MAS8401 : Numeric Skills (Statistics and Mathematics)
- Offered for Year: 2019/20
- Module Leader(s): Mr Aamir Khan
- Lecturer: Dr James Waldron
- Owning School: Mathematics, Statistics and Physics
- Teaching Location: Newcastle City Campus
|Semester 1 Credit Value:||10|
|Semester 2 Credit Value:||5|
To introduce fundamental statistical and mathematical concepts and techniques of importance in Bioinformatics.
This module provides an introduction to the basic statistics and mathematics skills that you need for bioinformatics and computing. The module runs over the whole year, covering statistics first and then leading into aspects of discrete mathematics.
Outline Of Syllabus
Introduction to data analysis; probability axioms; combinatorics; conditional probability; discrete probability models; continuous probability models; properties of estimators; unbiased estimators; sampling distributions; central limit theorem; maximum likelihood estimation.
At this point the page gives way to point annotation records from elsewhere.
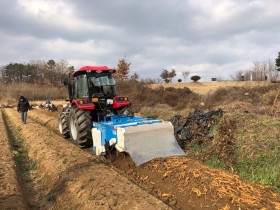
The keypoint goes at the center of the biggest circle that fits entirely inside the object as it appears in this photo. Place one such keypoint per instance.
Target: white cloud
(208, 37)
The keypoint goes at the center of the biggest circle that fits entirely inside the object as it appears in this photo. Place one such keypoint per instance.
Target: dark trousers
(23, 116)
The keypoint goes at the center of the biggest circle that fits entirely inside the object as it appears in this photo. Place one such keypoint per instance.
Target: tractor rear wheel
(80, 127)
(63, 125)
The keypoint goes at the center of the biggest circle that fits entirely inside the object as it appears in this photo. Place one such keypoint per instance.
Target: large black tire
(63, 125)
(80, 125)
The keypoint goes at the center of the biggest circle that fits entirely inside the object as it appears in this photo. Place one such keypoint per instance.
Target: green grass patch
(215, 162)
(263, 170)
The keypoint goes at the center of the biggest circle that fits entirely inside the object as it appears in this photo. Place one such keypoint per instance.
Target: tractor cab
(93, 88)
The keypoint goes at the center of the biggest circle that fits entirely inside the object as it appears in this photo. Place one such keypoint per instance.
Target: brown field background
(205, 88)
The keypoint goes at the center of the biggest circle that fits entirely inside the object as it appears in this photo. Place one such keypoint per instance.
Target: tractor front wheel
(80, 127)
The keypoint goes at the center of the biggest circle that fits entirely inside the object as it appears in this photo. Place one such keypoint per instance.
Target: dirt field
(209, 87)
(66, 177)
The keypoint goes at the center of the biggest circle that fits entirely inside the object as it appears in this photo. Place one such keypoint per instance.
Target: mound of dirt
(11, 196)
(186, 184)
(74, 179)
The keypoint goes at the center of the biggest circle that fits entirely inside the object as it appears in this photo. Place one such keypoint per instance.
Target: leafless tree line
(35, 72)
(258, 71)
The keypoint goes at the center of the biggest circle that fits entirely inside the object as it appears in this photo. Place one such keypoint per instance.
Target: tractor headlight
(94, 100)
(110, 102)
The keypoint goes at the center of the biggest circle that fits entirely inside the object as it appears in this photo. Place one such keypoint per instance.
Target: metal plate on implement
(149, 141)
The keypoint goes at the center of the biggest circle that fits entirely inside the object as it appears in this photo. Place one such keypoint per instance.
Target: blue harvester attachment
(143, 138)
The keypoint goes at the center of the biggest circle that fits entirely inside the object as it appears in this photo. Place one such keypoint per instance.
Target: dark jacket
(23, 105)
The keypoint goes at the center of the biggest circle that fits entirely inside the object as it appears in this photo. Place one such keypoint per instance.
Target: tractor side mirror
(66, 82)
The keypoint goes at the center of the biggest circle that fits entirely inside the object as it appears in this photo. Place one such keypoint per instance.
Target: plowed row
(180, 182)
(74, 179)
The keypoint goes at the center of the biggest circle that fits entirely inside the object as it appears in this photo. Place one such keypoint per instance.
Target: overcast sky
(209, 38)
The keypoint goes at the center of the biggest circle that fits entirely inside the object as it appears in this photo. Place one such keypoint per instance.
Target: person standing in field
(23, 107)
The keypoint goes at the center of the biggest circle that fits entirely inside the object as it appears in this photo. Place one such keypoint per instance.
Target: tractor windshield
(104, 84)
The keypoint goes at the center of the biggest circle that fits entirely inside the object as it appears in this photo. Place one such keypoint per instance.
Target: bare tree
(186, 74)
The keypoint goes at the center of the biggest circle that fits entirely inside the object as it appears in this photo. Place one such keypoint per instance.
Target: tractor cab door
(81, 87)
(103, 84)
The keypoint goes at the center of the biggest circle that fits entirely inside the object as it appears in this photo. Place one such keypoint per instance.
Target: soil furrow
(74, 179)
(11, 196)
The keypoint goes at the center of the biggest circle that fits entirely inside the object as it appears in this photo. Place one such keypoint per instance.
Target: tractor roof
(84, 69)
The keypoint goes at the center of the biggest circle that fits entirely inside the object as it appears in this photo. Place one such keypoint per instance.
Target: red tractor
(92, 95)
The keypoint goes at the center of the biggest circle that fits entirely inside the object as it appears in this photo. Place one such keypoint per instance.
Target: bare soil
(74, 178)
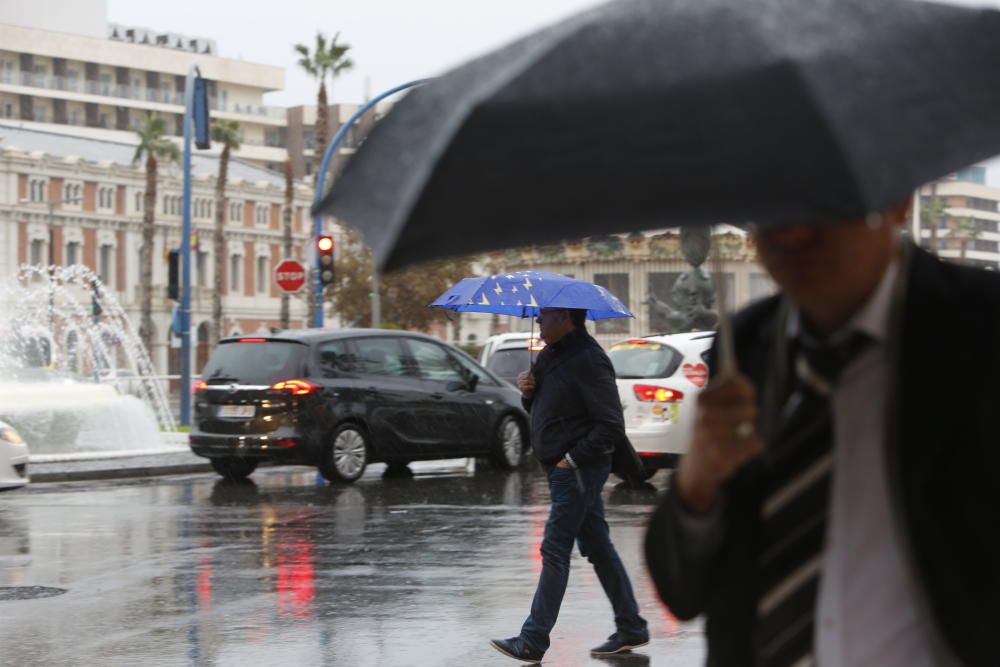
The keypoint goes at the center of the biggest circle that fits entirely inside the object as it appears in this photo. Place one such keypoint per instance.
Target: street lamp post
(338, 138)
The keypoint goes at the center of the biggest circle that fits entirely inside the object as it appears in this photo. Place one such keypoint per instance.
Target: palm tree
(286, 238)
(227, 133)
(327, 59)
(933, 216)
(153, 146)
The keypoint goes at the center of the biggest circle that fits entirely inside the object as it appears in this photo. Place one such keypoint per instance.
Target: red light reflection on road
(205, 581)
(296, 579)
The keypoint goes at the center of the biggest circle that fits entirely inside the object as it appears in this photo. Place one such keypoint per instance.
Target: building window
(72, 253)
(36, 189)
(262, 274)
(37, 252)
(761, 286)
(200, 266)
(106, 198)
(104, 260)
(617, 284)
(260, 214)
(235, 263)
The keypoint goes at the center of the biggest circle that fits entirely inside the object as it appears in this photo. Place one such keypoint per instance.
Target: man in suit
(576, 420)
(837, 502)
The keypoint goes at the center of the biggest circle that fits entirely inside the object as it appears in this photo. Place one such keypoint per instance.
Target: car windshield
(508, 364)
(255, 363)
(644, 359)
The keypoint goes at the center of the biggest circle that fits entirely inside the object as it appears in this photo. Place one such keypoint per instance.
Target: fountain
(74, 376)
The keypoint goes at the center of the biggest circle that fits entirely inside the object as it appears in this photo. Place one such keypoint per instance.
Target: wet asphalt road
(290, 571)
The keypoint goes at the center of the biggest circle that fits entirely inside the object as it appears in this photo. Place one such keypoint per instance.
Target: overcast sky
(392, 41)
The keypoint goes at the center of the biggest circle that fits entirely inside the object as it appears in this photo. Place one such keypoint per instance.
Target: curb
(119, 473)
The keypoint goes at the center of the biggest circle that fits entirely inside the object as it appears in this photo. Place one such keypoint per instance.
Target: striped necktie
(794, 513)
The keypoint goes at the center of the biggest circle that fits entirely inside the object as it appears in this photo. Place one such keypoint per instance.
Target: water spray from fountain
(74, 375)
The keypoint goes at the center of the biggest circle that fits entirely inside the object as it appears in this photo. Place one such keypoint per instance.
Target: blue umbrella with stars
(526, 293)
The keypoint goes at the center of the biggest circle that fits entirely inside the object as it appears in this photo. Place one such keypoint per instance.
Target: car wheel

Set theory (basic sets; functions; relations);
Automata (finite state machines; languages and grammars);
|Scheduled Learning And Teaching Activities||Lecture||36||1:00||36:00||Formal lectures|
|Scheduled Learning And Teaching Activities||Practical||6||1:00||6:00||Computer practicals|
|Scheduled Learning And Teaching Activities||Small group teaching||18||1:00||18:00||Seminars|
|Guided Independent Study||Independent study||1||45:00||45:00||Written assignments and CBAs|
|Guided Independent Study||Independent study||1||45:00||45:00||Studying, practising and gaining understanding of course material|
Teaching Rationale And Relationship
The statistics element will be taught mainly via lectures with additional seminar discussions and computer practicals to reinforce both technical and practical aspects. The mathematical element requires more formal teaching through lectures and also discussion in seminars.
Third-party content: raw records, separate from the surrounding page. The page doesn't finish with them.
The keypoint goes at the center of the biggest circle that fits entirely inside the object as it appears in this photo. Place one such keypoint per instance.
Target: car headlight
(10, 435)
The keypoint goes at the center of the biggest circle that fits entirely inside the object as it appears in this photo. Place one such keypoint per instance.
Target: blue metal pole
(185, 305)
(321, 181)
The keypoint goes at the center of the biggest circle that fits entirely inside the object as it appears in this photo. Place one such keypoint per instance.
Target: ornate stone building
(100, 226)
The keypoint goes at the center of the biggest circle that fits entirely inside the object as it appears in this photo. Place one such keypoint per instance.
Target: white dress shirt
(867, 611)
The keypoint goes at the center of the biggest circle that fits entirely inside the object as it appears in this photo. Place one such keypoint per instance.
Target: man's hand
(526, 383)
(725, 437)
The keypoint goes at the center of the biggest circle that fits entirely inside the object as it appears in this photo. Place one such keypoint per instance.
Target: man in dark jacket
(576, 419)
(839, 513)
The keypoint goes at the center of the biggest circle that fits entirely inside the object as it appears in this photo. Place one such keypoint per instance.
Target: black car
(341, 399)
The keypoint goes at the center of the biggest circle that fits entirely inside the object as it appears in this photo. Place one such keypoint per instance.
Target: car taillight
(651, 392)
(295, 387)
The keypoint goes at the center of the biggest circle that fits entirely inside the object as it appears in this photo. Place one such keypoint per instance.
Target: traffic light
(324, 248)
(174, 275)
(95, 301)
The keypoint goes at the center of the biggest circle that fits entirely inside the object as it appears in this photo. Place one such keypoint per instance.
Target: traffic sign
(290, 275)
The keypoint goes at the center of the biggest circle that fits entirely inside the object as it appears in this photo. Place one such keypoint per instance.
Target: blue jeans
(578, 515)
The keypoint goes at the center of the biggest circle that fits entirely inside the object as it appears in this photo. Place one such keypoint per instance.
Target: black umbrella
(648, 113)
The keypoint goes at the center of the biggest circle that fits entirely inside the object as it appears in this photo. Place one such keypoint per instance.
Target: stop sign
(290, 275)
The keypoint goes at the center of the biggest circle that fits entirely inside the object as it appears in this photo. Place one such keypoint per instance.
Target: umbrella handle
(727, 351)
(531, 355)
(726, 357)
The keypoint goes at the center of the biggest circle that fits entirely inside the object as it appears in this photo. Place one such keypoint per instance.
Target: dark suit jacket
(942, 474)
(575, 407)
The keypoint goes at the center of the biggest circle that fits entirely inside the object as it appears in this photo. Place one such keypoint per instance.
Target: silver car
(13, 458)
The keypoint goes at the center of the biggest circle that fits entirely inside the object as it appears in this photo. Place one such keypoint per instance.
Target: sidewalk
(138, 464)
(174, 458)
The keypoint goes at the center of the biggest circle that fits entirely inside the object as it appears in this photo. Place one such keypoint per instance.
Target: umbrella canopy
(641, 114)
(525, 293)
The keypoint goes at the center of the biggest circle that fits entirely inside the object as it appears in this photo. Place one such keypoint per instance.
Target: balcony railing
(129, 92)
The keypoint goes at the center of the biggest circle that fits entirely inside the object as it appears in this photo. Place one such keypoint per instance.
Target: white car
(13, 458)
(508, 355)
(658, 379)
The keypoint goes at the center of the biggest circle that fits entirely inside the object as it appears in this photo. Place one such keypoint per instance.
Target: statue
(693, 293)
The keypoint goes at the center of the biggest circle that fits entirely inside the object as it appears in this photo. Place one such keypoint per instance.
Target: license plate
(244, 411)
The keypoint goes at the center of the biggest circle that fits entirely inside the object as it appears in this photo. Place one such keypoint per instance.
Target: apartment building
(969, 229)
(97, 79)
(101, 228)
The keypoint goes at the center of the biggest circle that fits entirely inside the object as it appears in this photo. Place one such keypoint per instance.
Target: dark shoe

The format of resits will be determined by the Board of Examiners
|Prob solv exercises||1||M||66||N/A|
|Prob solv exercises||2||M||34||N/A|
Assessment Rationale And Relationship
This module is entirely assessed by coursework. In Semester 1 there are approximately 6 written assignments of approximately equal weight. In Semester 2, the nature of the material changes and the coursework changes to reflect this, with two written assignments of approximately equal weight.